Response: In 1 Peter:2:8, Christ is called a "stone of stumbling, and a rock of offence, even to them which stumble at the word, being disobedient [apeitheo]: whereunto also they were appointed [tithemi]." Yet 2 Peter:3:9 declares: "The Lord is...not willing that any should perish, but that all should come to repentance."

Putting these verses together, you ask how God can simultaneously will that no one perish yet appoint some to stumble at His Word? Or, to phrase it differently, how can God "not be willing that any should perish" yet appoint some to disobedience and thus to judgment?

First of all, one must realize that God does not control all behavior and beliefs of men. Such teaching is an unbiblical Calvinist doctrine that makes God the author of evil, robs man of the power of choice and thus of the ability to love, and robs God of His love. He allows men to pursue their wicked ways on earth and only intervenes to rescue the righteous or to draw sinners with the gospel--which He continually does for all mankind, though most refuse His offer of salvation. Of course, God can overrule man's will to effect His own purposes, but He cannot change the rebel's heart. If He could, then the "first and great commandment...Thou shalt love the Lord thy God with all thy heart, and with all thy soul, and with all thy mind" (Mat:22:37-38) is of no purpose. Why would God command men to love Him if they have no free choice but must be programmed to obey Him?

The fact that God doesn't will for anyone to perish doesn't mean that no one will perish.
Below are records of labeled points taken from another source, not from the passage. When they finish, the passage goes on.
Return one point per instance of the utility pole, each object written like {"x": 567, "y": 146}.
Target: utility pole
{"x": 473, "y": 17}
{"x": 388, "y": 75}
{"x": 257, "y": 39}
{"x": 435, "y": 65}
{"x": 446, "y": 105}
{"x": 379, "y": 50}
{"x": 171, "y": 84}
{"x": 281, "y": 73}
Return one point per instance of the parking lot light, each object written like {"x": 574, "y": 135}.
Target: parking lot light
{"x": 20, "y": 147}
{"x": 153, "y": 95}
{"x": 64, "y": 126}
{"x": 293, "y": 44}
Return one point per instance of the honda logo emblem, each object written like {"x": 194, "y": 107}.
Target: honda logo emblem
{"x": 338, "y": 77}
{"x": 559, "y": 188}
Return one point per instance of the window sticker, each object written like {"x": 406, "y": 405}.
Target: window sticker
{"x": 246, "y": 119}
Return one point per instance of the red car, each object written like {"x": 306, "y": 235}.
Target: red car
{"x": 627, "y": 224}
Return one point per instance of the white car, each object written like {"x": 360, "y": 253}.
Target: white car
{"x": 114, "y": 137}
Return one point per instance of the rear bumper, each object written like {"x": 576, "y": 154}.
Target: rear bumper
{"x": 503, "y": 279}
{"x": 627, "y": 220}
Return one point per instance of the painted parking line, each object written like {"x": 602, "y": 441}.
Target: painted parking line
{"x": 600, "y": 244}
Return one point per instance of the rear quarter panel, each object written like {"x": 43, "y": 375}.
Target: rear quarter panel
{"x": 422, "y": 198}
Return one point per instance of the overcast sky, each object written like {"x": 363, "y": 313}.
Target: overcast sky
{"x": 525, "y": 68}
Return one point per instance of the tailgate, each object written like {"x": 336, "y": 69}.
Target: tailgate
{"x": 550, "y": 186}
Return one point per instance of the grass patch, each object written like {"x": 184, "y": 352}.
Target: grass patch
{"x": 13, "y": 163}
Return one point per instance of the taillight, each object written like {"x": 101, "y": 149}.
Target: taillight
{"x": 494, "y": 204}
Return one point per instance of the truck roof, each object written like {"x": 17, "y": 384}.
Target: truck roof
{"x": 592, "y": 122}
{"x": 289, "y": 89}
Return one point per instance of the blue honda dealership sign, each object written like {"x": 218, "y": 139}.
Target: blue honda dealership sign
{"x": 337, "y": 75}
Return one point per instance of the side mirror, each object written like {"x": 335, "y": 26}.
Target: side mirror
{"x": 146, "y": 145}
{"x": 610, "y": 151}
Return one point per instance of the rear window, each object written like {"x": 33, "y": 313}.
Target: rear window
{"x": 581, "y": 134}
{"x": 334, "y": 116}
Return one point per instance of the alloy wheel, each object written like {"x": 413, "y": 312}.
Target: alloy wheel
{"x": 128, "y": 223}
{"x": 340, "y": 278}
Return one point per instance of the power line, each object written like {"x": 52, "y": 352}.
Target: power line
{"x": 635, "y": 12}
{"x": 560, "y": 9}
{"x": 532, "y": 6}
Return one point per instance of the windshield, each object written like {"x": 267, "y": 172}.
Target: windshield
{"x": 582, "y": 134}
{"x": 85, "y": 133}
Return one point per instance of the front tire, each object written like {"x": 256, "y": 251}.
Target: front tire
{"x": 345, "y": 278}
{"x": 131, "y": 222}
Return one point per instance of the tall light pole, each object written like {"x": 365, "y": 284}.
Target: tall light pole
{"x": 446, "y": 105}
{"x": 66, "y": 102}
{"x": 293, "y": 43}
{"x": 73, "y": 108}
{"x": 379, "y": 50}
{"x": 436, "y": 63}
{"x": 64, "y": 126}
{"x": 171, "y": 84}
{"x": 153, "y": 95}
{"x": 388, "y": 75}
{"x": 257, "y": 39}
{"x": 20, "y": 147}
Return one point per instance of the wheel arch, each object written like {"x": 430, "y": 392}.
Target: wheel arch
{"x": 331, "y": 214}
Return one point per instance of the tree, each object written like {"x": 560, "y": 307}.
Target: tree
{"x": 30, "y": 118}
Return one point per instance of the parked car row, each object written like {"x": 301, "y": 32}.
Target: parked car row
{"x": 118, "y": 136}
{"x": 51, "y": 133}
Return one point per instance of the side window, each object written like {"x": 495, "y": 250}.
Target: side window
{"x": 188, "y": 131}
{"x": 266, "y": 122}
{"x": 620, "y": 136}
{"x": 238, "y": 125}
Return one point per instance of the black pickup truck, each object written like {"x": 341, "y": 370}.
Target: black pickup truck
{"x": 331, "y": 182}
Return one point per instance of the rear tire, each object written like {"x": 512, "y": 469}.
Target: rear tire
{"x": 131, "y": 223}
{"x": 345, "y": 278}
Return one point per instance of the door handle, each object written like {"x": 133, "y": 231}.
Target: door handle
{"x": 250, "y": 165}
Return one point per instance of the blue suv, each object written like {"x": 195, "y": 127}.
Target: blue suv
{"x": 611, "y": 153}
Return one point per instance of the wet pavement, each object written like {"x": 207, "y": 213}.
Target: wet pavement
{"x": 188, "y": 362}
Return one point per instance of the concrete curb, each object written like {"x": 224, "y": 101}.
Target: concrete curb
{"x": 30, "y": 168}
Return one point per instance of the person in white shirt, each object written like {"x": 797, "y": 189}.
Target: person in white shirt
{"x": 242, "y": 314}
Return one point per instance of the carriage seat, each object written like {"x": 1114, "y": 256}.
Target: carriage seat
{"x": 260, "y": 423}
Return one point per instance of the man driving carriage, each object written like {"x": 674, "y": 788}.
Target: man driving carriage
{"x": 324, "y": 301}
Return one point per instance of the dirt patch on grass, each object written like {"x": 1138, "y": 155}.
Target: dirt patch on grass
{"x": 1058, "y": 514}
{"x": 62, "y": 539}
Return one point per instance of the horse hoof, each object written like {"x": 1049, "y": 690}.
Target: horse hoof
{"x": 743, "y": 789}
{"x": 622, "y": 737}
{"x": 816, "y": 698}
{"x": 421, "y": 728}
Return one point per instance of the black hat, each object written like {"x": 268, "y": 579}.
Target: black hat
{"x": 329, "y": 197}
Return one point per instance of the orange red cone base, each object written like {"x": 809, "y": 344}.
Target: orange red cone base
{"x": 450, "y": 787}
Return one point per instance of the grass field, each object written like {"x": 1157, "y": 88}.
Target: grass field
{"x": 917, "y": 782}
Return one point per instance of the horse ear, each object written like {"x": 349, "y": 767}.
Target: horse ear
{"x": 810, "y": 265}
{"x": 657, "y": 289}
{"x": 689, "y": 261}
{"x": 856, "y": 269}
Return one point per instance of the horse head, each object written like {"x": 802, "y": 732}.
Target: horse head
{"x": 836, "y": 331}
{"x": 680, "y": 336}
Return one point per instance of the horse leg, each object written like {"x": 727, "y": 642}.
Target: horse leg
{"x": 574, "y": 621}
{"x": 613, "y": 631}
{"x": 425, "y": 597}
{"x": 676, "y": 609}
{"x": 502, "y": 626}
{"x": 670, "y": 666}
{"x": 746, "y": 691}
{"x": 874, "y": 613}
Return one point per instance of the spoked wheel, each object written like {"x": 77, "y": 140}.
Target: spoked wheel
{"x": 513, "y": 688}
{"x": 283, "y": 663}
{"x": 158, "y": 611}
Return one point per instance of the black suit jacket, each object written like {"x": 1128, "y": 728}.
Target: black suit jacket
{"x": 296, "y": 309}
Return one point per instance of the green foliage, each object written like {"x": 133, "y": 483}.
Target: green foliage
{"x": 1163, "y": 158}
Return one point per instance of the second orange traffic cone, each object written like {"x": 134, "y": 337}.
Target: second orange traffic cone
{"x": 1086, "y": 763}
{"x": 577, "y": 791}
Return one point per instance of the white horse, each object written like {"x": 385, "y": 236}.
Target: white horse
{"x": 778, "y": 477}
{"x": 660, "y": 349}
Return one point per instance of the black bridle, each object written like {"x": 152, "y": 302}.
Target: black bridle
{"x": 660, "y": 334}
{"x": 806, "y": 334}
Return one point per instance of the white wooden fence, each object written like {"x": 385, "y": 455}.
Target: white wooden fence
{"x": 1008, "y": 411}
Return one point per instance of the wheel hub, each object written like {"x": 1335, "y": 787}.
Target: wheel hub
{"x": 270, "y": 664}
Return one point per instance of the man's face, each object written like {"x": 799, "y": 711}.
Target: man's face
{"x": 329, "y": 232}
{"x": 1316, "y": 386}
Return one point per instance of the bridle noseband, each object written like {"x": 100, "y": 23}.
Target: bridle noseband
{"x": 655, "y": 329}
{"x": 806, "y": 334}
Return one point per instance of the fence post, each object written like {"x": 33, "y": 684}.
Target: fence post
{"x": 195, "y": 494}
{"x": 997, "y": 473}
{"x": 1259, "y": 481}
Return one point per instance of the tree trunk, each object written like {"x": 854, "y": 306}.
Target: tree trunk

The prayer Christ taught His disciples to pray, "Thy will be done in earth, as it is in heaven" (Mat:6:10), is proof enough that much if not most of what happens on earth is not God's will. God does not will that anyone sin; men sin freely of their own will. The fact that He has appointed rebels to judgment does not mean that He caused them to sin so that He could punish them for their disobedience.

The very few scriptures that seem inconsistent with God's love and man's power of choice must be interpreted in the context of the overwhelming number of scriptures (scores of them) that clearly echo "For God so loved the world, that he gave his only begotten Son, that whosoever believeth in him should not perish but have everlasting life" (Jn:3:16). Yet Calvinism declares that God could have all of mankind in heaven if He so desired but that He sovereignly chooses to send the vast majority to the lake of fire. What Love Is This?!

Let's take another closer look at the clause, "being disobedient [apeitheo]: whereunto also they were appointed [tithemi]." Apeitheo clearly means willful, deliberate disobedience. Therefore "appointed [tithemi]" cannot mean that God predestined, much less caused, their disobedience. It can only mean that He allowed it.